SF Chronicle: Editorial: Offshore drilling bans advance in Legislature

SF Chronicle: Editorial: Offshore drilling bans advance in Legislature

While President Trump’s Interior Department was mapping out oil and gas leases off California’s coast, the Legislature debated what to do. The sanctified cause of a drilling ban turned into a fight over a pair of bills that aimed to put hard restrictions on the White House idea.

Last week, lawmakers followed through on protecting the coast. The nearly identical bills won approval on the final day of committee work, a cliffhanger win for efforts to safeguard fishing, tourism and recreation along the 1,000-mile coast.

Though polls repeatedly show California residents don’t want to see derricks on the horizon, the notion of a sweeping ban stalled in the Legislature last year. The announcement by Interior Secretary Ryan Zinke to open up all of the nation’s waters to new drilling revived a dormant cause.

A blue whale exhales through its blowhole as it swims past an oil platform off the coast of Long Beach in 2008.

Photo: Robyn Beck / AFP / Getty Images 2008

Two bills, SB834 and AB1775, sought to answer the call. The measures instructed state land managers to deny permits for infrastructure such as pipelines, docks and platforms needed to service potential oil and gas facilities that might spring up beyond the state’s three-mile limit. Without such permits, drilling rigs would be cut off from shoreline processing refineries.

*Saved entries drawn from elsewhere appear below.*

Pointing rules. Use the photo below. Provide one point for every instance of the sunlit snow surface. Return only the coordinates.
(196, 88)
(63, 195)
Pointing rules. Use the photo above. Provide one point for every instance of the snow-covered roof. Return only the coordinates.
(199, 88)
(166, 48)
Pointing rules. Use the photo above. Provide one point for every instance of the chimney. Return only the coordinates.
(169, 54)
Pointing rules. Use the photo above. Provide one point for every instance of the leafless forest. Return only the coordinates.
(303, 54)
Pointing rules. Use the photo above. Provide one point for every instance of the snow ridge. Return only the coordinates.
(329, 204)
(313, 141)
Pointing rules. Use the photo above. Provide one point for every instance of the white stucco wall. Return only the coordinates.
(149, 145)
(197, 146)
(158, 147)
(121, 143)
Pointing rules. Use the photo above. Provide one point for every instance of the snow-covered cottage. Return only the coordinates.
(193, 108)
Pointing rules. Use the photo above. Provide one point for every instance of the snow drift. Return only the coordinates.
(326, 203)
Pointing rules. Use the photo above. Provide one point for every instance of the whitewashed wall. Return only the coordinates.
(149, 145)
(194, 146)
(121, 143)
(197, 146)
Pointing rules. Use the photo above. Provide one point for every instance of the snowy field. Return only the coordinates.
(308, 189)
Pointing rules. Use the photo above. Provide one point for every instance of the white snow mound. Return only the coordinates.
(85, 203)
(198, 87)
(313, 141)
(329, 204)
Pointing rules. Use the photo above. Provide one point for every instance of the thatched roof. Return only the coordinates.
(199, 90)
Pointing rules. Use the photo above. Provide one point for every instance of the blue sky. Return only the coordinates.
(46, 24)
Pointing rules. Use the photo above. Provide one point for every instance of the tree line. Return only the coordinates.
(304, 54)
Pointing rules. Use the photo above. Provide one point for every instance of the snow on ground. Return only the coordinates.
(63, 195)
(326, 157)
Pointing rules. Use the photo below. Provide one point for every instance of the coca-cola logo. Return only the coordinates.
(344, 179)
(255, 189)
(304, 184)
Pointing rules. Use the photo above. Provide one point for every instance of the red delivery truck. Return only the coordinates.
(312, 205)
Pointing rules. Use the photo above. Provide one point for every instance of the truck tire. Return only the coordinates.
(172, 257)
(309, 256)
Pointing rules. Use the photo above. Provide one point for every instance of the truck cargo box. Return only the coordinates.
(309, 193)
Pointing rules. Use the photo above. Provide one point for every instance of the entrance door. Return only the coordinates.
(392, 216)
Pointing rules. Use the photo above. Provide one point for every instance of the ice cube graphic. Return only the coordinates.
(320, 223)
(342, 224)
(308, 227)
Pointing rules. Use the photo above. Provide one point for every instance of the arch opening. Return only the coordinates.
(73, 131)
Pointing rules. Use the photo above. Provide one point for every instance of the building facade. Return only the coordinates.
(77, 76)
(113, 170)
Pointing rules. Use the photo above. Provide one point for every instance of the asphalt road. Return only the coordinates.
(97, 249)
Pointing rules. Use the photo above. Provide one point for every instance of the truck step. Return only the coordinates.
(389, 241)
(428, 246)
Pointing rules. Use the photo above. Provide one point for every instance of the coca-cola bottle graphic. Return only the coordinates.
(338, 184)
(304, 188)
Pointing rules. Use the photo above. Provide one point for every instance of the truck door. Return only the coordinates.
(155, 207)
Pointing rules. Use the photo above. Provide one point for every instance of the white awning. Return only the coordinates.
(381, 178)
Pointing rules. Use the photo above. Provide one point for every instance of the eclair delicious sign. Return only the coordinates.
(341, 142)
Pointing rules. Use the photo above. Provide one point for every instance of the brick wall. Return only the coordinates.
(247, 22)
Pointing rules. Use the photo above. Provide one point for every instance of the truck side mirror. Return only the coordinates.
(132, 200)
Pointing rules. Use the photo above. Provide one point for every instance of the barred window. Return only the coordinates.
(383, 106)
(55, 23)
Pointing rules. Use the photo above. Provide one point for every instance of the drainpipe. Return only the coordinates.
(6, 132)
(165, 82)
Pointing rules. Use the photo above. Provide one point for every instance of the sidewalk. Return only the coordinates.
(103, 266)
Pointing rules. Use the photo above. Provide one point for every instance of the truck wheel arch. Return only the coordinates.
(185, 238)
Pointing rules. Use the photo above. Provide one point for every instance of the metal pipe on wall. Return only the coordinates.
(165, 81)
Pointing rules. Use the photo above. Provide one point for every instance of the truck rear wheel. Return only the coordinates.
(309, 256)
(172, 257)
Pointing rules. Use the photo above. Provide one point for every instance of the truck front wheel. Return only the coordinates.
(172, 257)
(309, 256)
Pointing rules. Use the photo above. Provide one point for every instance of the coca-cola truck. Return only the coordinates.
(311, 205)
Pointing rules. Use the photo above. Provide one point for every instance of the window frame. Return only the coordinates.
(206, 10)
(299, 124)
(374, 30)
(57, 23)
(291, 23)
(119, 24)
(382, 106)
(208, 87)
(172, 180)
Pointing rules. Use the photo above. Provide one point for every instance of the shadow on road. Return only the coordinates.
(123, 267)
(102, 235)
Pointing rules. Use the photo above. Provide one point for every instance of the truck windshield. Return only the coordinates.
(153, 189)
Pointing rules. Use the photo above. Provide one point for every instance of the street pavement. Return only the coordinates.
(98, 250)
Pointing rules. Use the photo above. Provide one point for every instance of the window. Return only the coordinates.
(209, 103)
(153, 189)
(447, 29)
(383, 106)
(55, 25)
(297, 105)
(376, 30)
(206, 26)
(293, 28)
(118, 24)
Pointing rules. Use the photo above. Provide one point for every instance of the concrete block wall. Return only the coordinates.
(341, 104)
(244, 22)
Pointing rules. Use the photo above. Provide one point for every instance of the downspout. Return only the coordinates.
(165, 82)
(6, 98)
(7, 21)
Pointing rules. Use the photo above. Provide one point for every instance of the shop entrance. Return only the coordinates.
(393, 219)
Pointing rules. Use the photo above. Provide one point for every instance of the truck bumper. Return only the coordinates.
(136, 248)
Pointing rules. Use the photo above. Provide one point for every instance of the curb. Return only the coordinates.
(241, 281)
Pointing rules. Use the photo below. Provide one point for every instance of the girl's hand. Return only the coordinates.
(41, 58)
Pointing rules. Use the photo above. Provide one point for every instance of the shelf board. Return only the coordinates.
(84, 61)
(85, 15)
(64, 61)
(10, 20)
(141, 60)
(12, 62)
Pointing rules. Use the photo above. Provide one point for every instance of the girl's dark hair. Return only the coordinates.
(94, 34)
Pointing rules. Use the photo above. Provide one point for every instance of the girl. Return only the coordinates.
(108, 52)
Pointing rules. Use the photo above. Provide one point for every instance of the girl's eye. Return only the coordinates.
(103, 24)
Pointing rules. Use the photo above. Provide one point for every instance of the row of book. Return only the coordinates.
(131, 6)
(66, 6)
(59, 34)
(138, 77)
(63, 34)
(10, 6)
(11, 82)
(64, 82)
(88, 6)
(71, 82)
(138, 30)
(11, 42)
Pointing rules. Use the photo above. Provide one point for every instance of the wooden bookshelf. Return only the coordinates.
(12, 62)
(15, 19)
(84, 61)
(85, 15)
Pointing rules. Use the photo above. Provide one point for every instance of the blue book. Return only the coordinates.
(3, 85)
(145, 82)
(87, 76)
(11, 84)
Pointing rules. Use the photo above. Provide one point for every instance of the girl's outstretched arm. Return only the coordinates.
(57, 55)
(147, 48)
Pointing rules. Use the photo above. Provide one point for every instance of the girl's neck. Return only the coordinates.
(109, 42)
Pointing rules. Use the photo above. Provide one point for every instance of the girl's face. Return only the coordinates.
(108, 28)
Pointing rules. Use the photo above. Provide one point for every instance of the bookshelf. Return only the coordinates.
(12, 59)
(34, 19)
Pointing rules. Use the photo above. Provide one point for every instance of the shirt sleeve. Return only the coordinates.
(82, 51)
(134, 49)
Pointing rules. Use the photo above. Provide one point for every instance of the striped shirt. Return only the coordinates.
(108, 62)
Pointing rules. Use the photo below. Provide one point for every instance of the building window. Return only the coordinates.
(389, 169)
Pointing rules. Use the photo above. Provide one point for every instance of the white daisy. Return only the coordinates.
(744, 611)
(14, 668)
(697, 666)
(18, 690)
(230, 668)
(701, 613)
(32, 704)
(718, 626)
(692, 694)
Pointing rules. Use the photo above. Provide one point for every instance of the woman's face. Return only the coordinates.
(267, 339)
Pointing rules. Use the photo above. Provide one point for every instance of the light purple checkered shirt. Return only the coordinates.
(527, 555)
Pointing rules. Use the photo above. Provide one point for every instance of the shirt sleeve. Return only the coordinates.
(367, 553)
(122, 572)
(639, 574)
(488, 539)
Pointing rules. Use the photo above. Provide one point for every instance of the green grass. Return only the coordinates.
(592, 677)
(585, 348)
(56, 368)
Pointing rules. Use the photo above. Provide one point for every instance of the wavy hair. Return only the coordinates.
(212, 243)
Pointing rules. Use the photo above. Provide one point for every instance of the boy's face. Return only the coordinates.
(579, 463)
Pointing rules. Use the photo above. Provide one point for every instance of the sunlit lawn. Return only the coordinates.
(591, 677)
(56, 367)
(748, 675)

Zinke’s plan calls for three zones off the coast with up to 47 leases. Though derricks pump oil off Southern California, there hasn’t been new activity in decades. In the past, the state Lands Commission, which controls development in the three-mile offshore area, has signaled it won’t be granting approvals, though future decisions will hinge on political officeholders. Both candidates for governor, Democrat Gavin Newsom and Republican John Cox, have pledged to block new drilling. Opposition includes some 65 cities and counties up and down the state along with a consortium of unions, environmental and outdoor groups.

The bills push the matter onto the rule books, a deeper step than the state has taken so far. That prospect drew lobbying and opposition from oil producers, business groups and the state Chamber of Commerce. A flat denial of drilling access by the state goes too far, they argued, and rules out any chance for exploration.

But that argument falls short in a state that’s compelling an energy switch away from fossil fuels and prizes its watery edge. California’s not alone in bucking the Trump plan: A string of coastal states are against offshore drilling. A statewide vote in Florida on the topic is due in November.

The legislative votes here could have a resounding effect in Washington. Zinke is still fine-tuning the leasing plan. Federal law obliges him to weigh the laws and policies of affected states such as California. If those standards hold true, it’s hard to see how new leases could be issued. Sacramento is making it clear that there’s no support for oil drilling here.